Die spanischen Consulados de Comerciantes stellten seit dem Mittelalter Vereinigungen der Fernhändler dar, die unter anderem der Interessenvertretung und der Rechtsprechung in Fragen des Handelsrechts dienten. Die spanische Krone übertrug die Institution im 16. Jahrhundert nach Hispanoamerika, doch blieben die Consulados in Mexiko (1593) und Lima (1593/1613) für rund 200 Jahre die einzigen Einrichtungen dieser Art. Erst zum Ende des 18. Jahrhunderts, nachdem die spanische Krone den Transatlantikhandel zwischen überseeischen Besitzungen und den Häfen des Mutterlandes Stück für Stück liberalisiert hatte, wurden eine Reihe weiterer Consulados in hispanoamerikanischen Handelszentren eingerichtet. Zu den einzelnen Consulados liegen schon seit den 1950er-Jahren Untersuchungen vor, darunter übrigens auch einige, die in Deutschland entstanden. Bernd Hausberger und Antonio Ibarra ordnen nun den von ihnen herausgegebenen Band in eine neu belebte Institutionengeschichte ein, die ihr Interesse auf das Spannungsfeld zwischen einem formal-juristischen Rahmen und dem Verhalten von Akteuren in Bezug auf diesen Rahmen richtet. Die Beiträge des Bandes erfüllen dieses Versprechen, in dem sie sich anhand verschiedener Beispiele auf die immer wieder neue Aushandlung von politischer Macht innerhalb der Consulados einerseits und gegenüber kolonialen Institutionen andererseits konzentrieren. Mit der Zusammenschau verschiedener hispanoamerikanischer Consulados in einem Band knüpfen sie an vergleichbare Darstellungen für Spanien an.1

Systematisch zeichnet Héctor Noejovich in seinem Beitrag die Entwicklung des Handelsrechts von der Antike bis zur Gegenwart nach und bietet damit gleichzeitig eine gute Einführung in die Rechtsgeschichte der Consulados. Er arbeitet – gestützt auf Max Weber – die wichtige Unterscheidung zwischen Zunft und Consulado heraus. Anschließend zeigt Noejovich den Wechsel von subjektivem, auf die Gruppe der Händler ausgerichtetem Recht hin zu objektivem, am verhandelten Gegenstand orientierten Recht auf, wie es bei den bourbonischen Consulado-Gründungen am Ende des 18. Jahrhunderts Anwendung fand. Die Consulados verfügten über eine spezialisierte Gerichtsbarkeit, die aufgrund der Komplexität der Materie auch nur von ihnen ausgeübt werden konnte.

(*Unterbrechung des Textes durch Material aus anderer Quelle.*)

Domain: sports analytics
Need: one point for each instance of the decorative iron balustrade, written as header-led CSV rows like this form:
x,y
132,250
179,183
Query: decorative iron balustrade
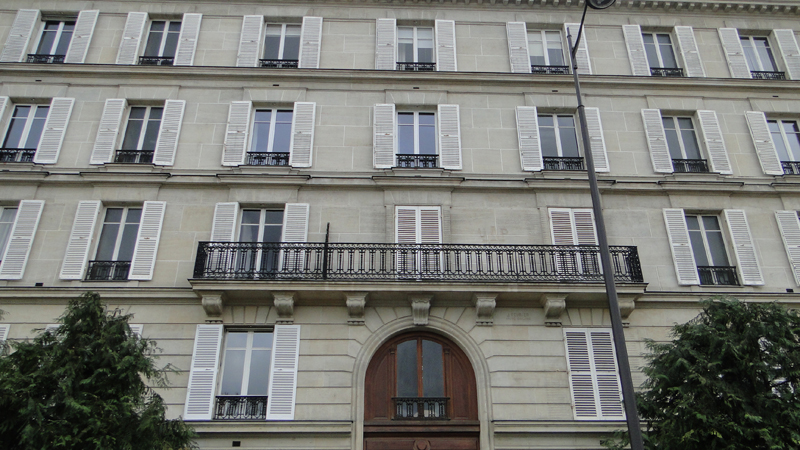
x,y
718,275
417,67
550,70
108,270
758,75
267,159
412,262
689,165
17,154
418,161
45,59
420,408
134,156
559,163
666,71
156,60
240,408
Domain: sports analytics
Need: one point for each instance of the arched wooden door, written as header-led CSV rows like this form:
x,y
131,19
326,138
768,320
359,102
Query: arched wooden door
x,y
420,394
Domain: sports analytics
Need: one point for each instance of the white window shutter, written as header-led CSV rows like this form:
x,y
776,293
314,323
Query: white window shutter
x,y
744,247
15,49
762,140
168,134
131,38
787,45
657,140
310,43
233,151
789,225
223,228
108,131
250,41
530,146
446,46
302,142
80,240
202,387
283,373
144,254
682,255
449,137
582,55
734,53
20,240
386,39
715,144
54,129
383,154
687,46
636,52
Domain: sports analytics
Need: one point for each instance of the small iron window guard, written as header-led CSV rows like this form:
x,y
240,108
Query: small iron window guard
x,y
266,159
689,165
234,407
425,408
108,270
718,275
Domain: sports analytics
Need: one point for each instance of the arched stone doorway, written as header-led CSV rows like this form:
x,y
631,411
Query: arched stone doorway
x,y
420,394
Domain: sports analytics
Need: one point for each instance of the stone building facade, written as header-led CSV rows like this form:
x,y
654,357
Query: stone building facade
x,y
363,224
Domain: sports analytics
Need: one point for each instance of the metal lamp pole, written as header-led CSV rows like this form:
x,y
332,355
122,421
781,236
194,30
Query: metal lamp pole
x,y
628,395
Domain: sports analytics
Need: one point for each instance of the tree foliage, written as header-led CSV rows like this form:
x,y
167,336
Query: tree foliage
x,y
86,385
728,380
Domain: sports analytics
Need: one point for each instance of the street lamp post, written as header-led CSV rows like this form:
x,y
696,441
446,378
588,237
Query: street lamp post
x,y
628,395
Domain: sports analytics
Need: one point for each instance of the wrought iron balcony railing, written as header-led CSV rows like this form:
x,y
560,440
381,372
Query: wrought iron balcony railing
x,y
246,407
431,408
412,262
17,154
689,165
108,270
266,159
45,59
418,161
559,163
718,275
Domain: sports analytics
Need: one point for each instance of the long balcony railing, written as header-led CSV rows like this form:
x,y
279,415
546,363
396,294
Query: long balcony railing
x,y
412,262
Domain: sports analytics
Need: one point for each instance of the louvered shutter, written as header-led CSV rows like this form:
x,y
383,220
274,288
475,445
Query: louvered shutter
x,y
283,372
789,225
16,45
233,152
744,247
449,137
203,375
734,53
54,128
636,52
446,46
762,140
386,39
167,143
80,240
687,46
144,254
383,154
530,147
250,41
582,55
81,37
20,240
657,141
310,42
682,256
302,143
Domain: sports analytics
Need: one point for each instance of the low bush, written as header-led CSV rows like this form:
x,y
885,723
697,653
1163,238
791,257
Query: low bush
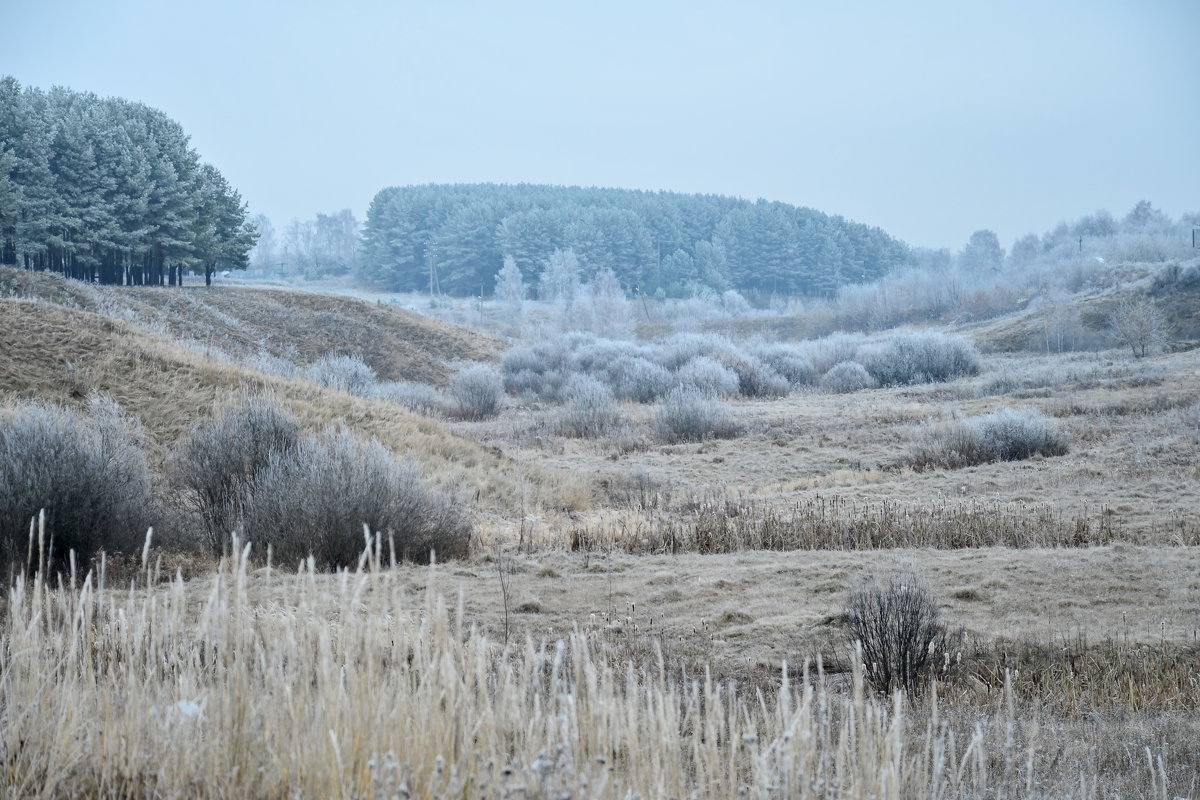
x,y
85,468
421,398
708,377
1007,434
347,373
786,361
921,358
478,391
317,499
755,379
220,461
591,410
847,377
690,415
637,379
901,632
681,348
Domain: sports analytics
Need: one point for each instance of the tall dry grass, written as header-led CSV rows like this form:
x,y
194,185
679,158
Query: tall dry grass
x,y
721,522
261,684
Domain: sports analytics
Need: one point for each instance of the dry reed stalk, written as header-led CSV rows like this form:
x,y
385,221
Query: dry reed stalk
x,y
299,685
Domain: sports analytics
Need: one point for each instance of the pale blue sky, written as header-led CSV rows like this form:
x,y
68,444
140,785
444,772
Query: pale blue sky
x,y
928,119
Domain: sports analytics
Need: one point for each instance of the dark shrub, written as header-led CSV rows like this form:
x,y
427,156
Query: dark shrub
x,y
900,630
316,499
921,358
1007,434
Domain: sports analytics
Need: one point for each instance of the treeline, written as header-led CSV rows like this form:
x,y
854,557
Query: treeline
x,y
325,245
454,239
105,190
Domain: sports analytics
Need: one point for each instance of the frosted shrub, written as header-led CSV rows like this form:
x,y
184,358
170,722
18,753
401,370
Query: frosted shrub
x,y
689,415
831,350
543,367
786,361
733,304
847,377
591,410
707,377
478,391
84,467
421,398
1011,434
682,348
347,373
273,365
921,358
755,379
317,498
220,461
1007,434
595,359
637,379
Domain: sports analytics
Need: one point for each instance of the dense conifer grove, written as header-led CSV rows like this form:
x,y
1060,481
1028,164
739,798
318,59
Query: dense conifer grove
x,y
454,239
109,191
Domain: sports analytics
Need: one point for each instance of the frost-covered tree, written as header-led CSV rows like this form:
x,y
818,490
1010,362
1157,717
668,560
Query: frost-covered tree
x,y
108,191
610,306
265,254
1139,324
561,278
510,289
982,252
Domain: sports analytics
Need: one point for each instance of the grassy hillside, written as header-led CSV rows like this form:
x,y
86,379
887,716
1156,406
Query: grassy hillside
x,y
60,354
294,325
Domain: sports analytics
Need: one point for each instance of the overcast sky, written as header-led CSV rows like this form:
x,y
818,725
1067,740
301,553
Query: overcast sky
x,y
928,119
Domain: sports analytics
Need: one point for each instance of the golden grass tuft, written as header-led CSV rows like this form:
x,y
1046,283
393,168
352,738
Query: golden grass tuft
x,y
261,684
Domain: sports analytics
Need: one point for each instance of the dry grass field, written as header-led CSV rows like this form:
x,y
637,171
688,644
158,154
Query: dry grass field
x,y
635,618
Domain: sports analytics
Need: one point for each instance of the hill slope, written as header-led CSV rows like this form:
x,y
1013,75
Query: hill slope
x,y
59,354
294,325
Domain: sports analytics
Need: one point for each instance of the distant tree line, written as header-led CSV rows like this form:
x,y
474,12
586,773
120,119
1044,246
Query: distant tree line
x,y
454,239
325,245
106,190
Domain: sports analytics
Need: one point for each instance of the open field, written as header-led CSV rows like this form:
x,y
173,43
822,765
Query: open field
x,y
621,625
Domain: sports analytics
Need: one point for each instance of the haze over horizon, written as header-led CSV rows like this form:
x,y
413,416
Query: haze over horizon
x,y
930,121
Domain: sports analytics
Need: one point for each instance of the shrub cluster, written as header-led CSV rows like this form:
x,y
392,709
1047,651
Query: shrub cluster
x,y
900,630
317,500
477,391
689,414
715,365
85,468
251,469
847,377
220,461
922,358
591,410
347,373
1007,434
646,372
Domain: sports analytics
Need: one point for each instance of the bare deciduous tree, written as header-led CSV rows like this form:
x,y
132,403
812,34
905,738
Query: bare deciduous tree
x,y
1139,325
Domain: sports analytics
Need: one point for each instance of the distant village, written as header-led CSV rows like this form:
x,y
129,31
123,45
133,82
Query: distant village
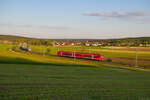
x,y
80,43
141,41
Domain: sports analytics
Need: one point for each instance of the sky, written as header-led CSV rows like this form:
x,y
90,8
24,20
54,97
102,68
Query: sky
x,y
78,19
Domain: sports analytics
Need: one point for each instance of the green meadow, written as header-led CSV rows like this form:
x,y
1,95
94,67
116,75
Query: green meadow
x,y
26,76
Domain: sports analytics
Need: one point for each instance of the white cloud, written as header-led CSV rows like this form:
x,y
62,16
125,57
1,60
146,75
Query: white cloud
x,y
140,16
33,26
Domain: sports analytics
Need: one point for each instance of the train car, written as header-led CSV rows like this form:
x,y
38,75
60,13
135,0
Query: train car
x,y
98,57
25,48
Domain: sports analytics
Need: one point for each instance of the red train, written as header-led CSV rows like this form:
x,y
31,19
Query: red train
x,y
98,57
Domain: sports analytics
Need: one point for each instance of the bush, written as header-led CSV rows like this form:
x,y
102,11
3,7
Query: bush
x,y
109,60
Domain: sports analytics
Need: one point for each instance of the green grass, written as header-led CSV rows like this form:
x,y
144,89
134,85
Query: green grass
x,y
25,76
107,52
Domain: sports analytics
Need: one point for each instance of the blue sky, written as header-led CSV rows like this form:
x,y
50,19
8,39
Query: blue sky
x,y
75,18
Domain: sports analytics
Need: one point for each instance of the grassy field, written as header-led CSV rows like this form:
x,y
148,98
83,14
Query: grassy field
x,y
25,76
119,55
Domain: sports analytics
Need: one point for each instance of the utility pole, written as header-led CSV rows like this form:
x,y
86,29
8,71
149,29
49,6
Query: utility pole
x,y
136,57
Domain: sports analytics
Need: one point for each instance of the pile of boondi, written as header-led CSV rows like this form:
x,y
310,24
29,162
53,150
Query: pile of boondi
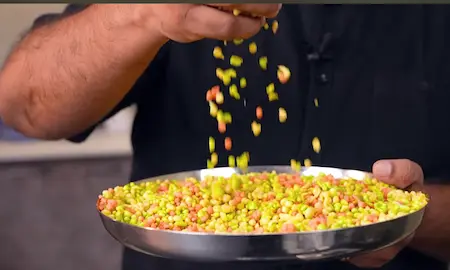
x,y
257,203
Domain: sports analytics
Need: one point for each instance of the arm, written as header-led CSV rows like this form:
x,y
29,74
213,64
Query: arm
x,y
78,68
433,236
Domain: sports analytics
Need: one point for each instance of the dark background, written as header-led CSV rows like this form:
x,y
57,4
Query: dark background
x,y
48,219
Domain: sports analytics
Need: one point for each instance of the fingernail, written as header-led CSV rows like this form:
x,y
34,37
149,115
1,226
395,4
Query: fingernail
x,y
382,169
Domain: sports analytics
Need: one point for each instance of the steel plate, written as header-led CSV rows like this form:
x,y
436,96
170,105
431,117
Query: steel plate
x,y
307,246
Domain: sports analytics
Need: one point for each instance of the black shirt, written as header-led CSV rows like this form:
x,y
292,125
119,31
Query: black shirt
x,y
379,72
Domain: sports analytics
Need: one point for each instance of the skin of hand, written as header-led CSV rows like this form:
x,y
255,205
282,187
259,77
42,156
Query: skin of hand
x,y
191,22
79,66
404,174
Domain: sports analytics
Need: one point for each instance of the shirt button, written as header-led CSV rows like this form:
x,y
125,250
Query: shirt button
x,y
323,78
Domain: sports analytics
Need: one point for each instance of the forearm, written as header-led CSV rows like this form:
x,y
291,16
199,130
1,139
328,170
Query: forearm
x,y
65,76
433,236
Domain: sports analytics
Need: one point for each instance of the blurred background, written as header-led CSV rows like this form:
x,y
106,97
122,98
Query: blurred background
x,y
48,189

Das Consulado von Mexiko-Stadt kann als am besten erforscht gelten.2 Guillermina del Valle Pavón und Bernd Hausberger untersuchen anhand der Wahlen zum Vorstand des Consulado die äußere Einflussnahme durch die Vizekönige und die Entstehung von Fraktionen innerhalb des Consulado. Im 17. Jahrhundert übernahm das Consulado die Erhebung der Alcabala-Steuer (eine Art Umsatzsteuer), die es gegen Zahlung eines Vorschusses von der Krone pachtete. Von diesem Zeitpunkt an versuchten die Vizekönige regelmäßig, auf die Wahl des Consulado-Vorstands Einfluss zu nehmen, um sicherzustellen, dass die Steuerpacht zuverlässig entrichtet wurde. Eine entsprechende Modifikation des Wahlrechts führte schließlich dazu, dass Absprachen innerhalb eines kleinen Teils der Händleroligarchie den Vorstand bestimmten, womit sich, so Valle Pavón, die Auseinandersetzung um die Leitung der Korporation in die Sphäre des Privaten verlagerte. An diesem Punkt setzt Hausberger an, der die Bildung von zwei Fraktionen in der ersten Hälfte des 18. Jahrhunderts im Zusammenhang mit dem Wahlprozess untersucht. Die Gruppe der Montañeses (aus der Region um Santander kommend) stand den Basken vor allem in der Frage gegenüber, wer überhaupt als Wähler zugelassen werden solle. Diese Frage barg einigen Konfliktstoff. Zur Befriedung der Lage etablierte die Krone ab 1743 ein System, bei dem die Fraktionen abwechselnd die Spitzenfunktionen besetzten. Am Ende seines kurzweilig zu lesenden Aufsatzes formuliert Hausberger mehrere Thesen. Die bemerkenswerteste lautet, dass die Händler ihrer jeweiligen Beziehung zur Administration des Vizekönigs mehr Bedeutung beimaßen als ihrer Bindung an die Kaufmannskorporation.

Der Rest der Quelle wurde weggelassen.